XD I feel your pain. When I try to explain a music genre, for instance, when I'm telling someone about a band they don't know, I tend to compare. "It's got a 60's feel to it." or "It could sound like Sum 41, but the singer is more like Billie Joe Armstrong (GreenDay)" or "It's like Evanescence started singing like Gojira" (which is a total improve for exemple purposes and sounds... interesting?).



[identity profile] cyren-2132.livejournal.com 2012-03-08 05:50 pm (UTC)(link)
I think some of my best fic focuses on the mental anguish of a particular character -- but sees it largely through the lens of other characters who are making realizations and having their own feelings about new information. I can't just do one person's "Everything is horrible!" ... I need someone else to be having a reaction to it, too.

I've written some stuff in this vein that I really like, but it's also been really dark and for some reason I felt like I needed a sock puppet for them.
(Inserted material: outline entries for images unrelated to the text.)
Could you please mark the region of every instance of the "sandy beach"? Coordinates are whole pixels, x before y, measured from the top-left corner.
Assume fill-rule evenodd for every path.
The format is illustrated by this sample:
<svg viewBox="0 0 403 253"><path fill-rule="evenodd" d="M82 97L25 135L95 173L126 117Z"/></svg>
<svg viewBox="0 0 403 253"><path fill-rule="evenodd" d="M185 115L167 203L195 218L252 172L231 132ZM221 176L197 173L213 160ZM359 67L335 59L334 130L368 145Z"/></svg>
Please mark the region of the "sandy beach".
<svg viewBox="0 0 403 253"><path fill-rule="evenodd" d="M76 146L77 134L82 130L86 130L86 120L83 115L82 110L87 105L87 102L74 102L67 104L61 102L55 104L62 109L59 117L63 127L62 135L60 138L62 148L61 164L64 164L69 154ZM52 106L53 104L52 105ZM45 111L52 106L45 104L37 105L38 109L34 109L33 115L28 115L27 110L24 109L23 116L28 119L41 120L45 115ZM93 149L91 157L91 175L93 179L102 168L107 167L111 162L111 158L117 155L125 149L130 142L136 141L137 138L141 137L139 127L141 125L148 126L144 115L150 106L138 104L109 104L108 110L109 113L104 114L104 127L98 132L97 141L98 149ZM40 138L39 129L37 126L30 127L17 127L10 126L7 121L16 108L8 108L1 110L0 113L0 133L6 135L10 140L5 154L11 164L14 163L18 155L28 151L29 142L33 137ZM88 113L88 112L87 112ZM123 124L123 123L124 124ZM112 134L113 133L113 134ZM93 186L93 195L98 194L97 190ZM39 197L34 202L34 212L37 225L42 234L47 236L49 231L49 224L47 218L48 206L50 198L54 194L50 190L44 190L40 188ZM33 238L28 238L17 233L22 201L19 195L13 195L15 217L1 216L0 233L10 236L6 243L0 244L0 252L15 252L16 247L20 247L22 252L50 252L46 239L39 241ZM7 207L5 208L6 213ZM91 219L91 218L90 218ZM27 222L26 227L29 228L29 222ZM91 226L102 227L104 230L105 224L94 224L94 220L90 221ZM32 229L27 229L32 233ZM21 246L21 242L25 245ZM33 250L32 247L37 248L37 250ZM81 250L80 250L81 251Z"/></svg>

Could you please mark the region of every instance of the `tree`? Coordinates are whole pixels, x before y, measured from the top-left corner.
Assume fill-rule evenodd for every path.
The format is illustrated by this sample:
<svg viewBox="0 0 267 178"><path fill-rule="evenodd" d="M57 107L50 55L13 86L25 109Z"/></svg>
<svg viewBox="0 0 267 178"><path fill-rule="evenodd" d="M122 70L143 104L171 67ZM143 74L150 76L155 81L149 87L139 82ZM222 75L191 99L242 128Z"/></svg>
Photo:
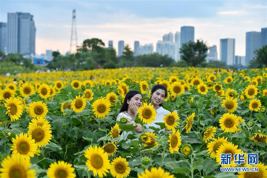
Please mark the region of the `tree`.
<svg viewBox="0 0 267 178"><path fill-rule="evenodd" d="M267 67L267 45L256 49L254 53L256 55L256 57L249 61L249 68L263 68Z"/></svg>
<svg viewBox="0 0 267 178"><path fill-rule="evenodd" d="M206 61L208 49L203 40L198 40L196 43L190 41L183 44L180 49L181 59L187 62L189 65L195 67Z"/></svg>

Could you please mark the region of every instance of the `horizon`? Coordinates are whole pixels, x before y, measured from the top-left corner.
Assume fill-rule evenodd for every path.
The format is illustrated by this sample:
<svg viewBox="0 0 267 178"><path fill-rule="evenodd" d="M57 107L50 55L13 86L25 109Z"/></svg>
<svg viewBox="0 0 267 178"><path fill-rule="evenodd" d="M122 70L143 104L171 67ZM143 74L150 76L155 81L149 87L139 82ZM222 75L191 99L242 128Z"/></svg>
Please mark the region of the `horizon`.
<svg viewBox="0 0 267 178"><path fill-rule="evenodd" d="M181 26L192 26L195 40L203 39L209 47L216 45L218 59L220 40L226 38L235 39L235 55L244 56L246 32L260 32L267 21L264 1L1 1L0 3L1 22L7 22L8 13L33 15L35 52L39 55L47 50L59 49L62 54L69 51L74 9L78 45L95 38L107 47L111 40L117 54L119 40L129 44L133 51L135 41L142 46L152 43L155 51L157 42L164 35L170 32L174 35L181 32Z"/></svg>

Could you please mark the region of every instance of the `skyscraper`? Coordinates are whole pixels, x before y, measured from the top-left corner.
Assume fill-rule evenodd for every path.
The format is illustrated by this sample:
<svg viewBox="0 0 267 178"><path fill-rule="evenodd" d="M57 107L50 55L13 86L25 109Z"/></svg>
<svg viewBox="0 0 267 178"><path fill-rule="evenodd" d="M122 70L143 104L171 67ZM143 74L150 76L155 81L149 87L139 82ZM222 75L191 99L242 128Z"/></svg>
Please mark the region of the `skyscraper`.
<svg viewBox="0 0 267 178"><path fill-rule="evenodd" d="M108 41L108 48L110 49L112 49L113 48L113 41L110 40Z"/></svg>
<svg viewBox="0 0 267 178"><path fill-rule="evenodd" d="M267 45L267 27L261 29L261 46Z"/></svg>
<svg viewBox="0 0 267 178"><path fill-rule="evenodd" d="M0 22L0 50L5 53L7 49L7 23Z"/></svg>
<svg viewBox="0 0 267 178"><path fill-rule="evenodd" d="M221 60L225 62L227 65L233 65L235 59L235 39L226 38L220 40Z"/></svg>
<svg viewBox="0 0 267 178"><path fill-rule="evenodd" d="M122 55L124 50L124 41L119 41L118 47L118 56L119 57Z"/></svg>
<svg viewBox="0 0 267 178"><path fill-rule="evenodd" d="M261 33L250 32L246 33L246 66L255 57L254 52L261 47Z"/></svg>
<svg viewBox="0 0 267 178"><path fill-rule="evenodd" d="M181 43L180 46L189 41L194 42L195 39L195 28L193 26L184 26L181 27Z"/></svg>
<svg viewBox="0 0 267 178"><path fill-rule="evenodd" d="M35 54L36 29L33 16L29 13L7 14L8 53Z"/></svg>
<svg viewBox="0 0 267 178"><path fill-rule="evenodd" d="M138 48L139 47L139 41L135 41L134 49L134 56L136 56L138 54Z"/></svg>

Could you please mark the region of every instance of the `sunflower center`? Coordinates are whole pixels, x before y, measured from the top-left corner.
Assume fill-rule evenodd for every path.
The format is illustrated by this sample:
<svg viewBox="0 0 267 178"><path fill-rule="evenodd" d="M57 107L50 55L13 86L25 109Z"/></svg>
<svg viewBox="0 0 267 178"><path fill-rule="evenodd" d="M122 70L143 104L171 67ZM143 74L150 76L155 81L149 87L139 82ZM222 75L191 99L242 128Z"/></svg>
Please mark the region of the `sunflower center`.
<svg viewBox="0 0 267 178"><path fill-rule="evenodd" d="M174 92L176 93L178 93L181 91L181 88L179 87L176 86L173 89Z"/></svg>
<svg viewBox="0 0 267 178"><path fill-rule="evenodd" d="M19 143L17 146L18 151L20 154L26 154L30 151L30 145L24 141Z"/></svg>
<svg viewBox="0 0 267 178"><path fill-rule="evenodd" d="M31 88L29 87L25 87L23 89L23 92L26 94L29 94L31 93Z"/></svg>
<svg viewBox="0 0 267 178"><path fill-rule="evenodd" d="M27 177L25 169L23 166L18 165L14 165L10 168L8 175L10 177L14 178Z"/></svg>
<svg viewBox="0 0 267 178"><path fill-rule="evenodd" d="M250 95L253 95L255 93L255 90L253 88L249 88L247 91L247 93Z"/></svg>
<svg viewBox="0 0 267 178"><path fill-rule="evenodd" d="M41 106L37 106L34 108L34 112L37 115L40 115L44 112L44 109Z"/></svg>
<svg viewBox="0 0 267 178"><path fill-rule="evenodd" d="M144 84L143 85L142 85L142 88L143 89L143 90L146 90L147 87L146 87L146 85Z"/></svg>
<svg viewBox="0 0 267 178"><path fill-rule="evenodd" d="M177 145L177 143L178 143L178 138L176 136L176 135L173 135L172 136L171 138L170 139L170 145L173 148L174 148Z"/></svg>
<svg viewBox="0 0 267 178"><path fill-rule="evenodd" d="M4 95L5 99L8 99L10 97L10 95L11 95L9 93L7 92L5 93Z"/></svg>
<svg viewBox="0 0 267 178"><path fill-rule="evenodd" d="M80 109L83 106L83 101L80 99L77 99L75 102L75 107Z"/></svg>
<svg viewBox="0 0 267 178"><path fill-rule="evenodd" d="M227 109L232 109L234 107L234 103L232 101L228 101L225 103L225 105Z"/></svg>
<svg viewBox="0 0 267 178"><path fill-rule="evenodd" d="M103 159L99 154L95 154L92 156L91 163L94 168L97 169L99 169L103 165Z"/></svg>
<svg viewBox="0 0 267 178"><path fill-rule="evenodd" d="M105 104L100 104L97 107L97 111L98 112L102 113L106 110L106 106Z"/></svg>
<svg viewBox="0 0 267 178"><path fill-rule="evenodd" d="M9 105L9 106L10 107L10 108L9 109L10 110L9 113L10 114L14 115L17 113L18 109L16 104L14 103L11 103Z"/></svg>
<svg viewBox="0 0 267 178"><path fill-rule="evenodd" d="M200 90L202 92L204 92L206 91L206 88L204 87L201 87L200 88Z"/></svg>
<svg viewBox="0 0 267 178"><path fill-rule="evenodd" d="M252 107L254 108L254 109L255 109L258 107L258 103L254 103L252 105Z"/></svg>
<svg viewBox="0 0 267 178"><path fill-rule="evenodd" d="M108 144L104 146L104 150L105 152L108 153L111 153L114 151L115 147L112 144Z"/></svg>
<svg viewBox="0 0 267 178"><path fill-rule="evenodd" d="M61 86L62 85L61 85L61 84L60 83L58 83L56 84L56 87L59 88L61 88Z"/></svg>
<svg viewBox="0 0 267 178"><path fill-rule="evenodd" d="M65 170L58 169L56 171L55 175L56 178L65 178L68 177L68 174Z"/></svg>
<svg viewBox="0 0 267 178"><path fill-rule="evenodd" d="M166 120L166 122L168 124L168 125L172 125L174 123L175 121L173 117L171 116L169 116Z"/></svg>
<svg viewBox="0 0 267 178"><path fill-rule="evenodd" d="M118 163L115 165L115 169L117 172L122 174L125 171L126 168L122 163Z"/></svg>
<svg viewBox="0 0 267 178"><path fill-rule="evenodd" d="M227 127L231 127L234 125L234 122L230 119L227 119L225 120L225 126Z"/></svg>
<svg viewBox="0 0 267 178"><path fill-rule="evenodd" d="M41 141L45 138L45 132L42 129L37 128L32 131L31 137L36 142Z"/></svg>
<svg viewBox="0 0 267 178"><path fill-rule="evenodd" d="M142 113L143 117L146 119L150 118L152 115L152 112L148 108L144 110Z"/></svg>

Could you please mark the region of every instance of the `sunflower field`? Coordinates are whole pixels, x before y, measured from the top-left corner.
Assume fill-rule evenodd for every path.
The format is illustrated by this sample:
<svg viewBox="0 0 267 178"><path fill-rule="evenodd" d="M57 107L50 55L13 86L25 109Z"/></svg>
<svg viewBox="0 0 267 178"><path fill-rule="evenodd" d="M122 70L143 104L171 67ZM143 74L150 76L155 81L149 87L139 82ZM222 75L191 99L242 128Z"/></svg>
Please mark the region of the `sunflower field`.
<svg viewBox="0 0 267 178"><path fill-rule="evenodd" d="M133 68L1 76L0 177L266 177L267 68ZM16 78L17 82L13 82ZM153 85L170 113L154 122ZM116 120L140 91L135 120ZM174 111L177 111L177 113ZM145 112L144 112L145 111ZM154 131L146 131L147 129ZM163 130L163 131L162 131ZM221 165L221 154L231 154ZM234 162L257 154L257 164ZM257 172L222 172L223 167Z"/></svg>

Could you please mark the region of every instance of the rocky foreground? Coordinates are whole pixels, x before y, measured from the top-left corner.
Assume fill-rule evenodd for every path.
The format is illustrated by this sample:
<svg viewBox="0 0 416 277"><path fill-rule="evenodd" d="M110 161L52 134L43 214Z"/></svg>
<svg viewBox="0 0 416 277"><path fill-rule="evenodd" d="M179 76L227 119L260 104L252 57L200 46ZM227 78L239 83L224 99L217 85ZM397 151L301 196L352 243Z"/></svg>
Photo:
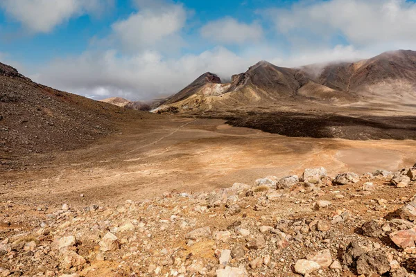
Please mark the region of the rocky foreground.
<svg viewBox="0 0 416 277"><path fill-rule="evenodd" d="M320 168L118 206L3 202L0 276L413 276L415 181Z"/></svg>

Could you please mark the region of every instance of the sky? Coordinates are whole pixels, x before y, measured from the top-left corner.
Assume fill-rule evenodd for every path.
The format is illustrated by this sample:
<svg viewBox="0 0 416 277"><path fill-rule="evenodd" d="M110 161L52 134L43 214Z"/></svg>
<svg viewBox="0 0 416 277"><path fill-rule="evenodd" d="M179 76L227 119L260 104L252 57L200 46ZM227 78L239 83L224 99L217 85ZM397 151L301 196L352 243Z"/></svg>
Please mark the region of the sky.
<svg viewBox="0 0 416 277"><path fill-rule="evenodd" d="M416 50L416 0L1 0L0 62L103 99L173 94L209 71Z"/></svg>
But as a lighter example, lately I've been re-watching Buffy the Vampire Slayer and have been struck with this idea that I will probably never write wherein Xander has a horrible home life and becomes distant, Giles discovers it and is forced to look at him in a new (non-romantic, thank you) light and there ends up being mega-bonding between them. And while Xander's emotional state surrounding his life makes great brain food for me, it's Giles' re-examination of everything he thought he knew that's the big draw.

But yeah, while I've been busy daydreaming about Xander and Giles or any number of stories for Kevin Ryan...my poor Percy-centric Harry Potter story has been languishing in a relatively happy chapter with something like three sentences added every three weeks or something.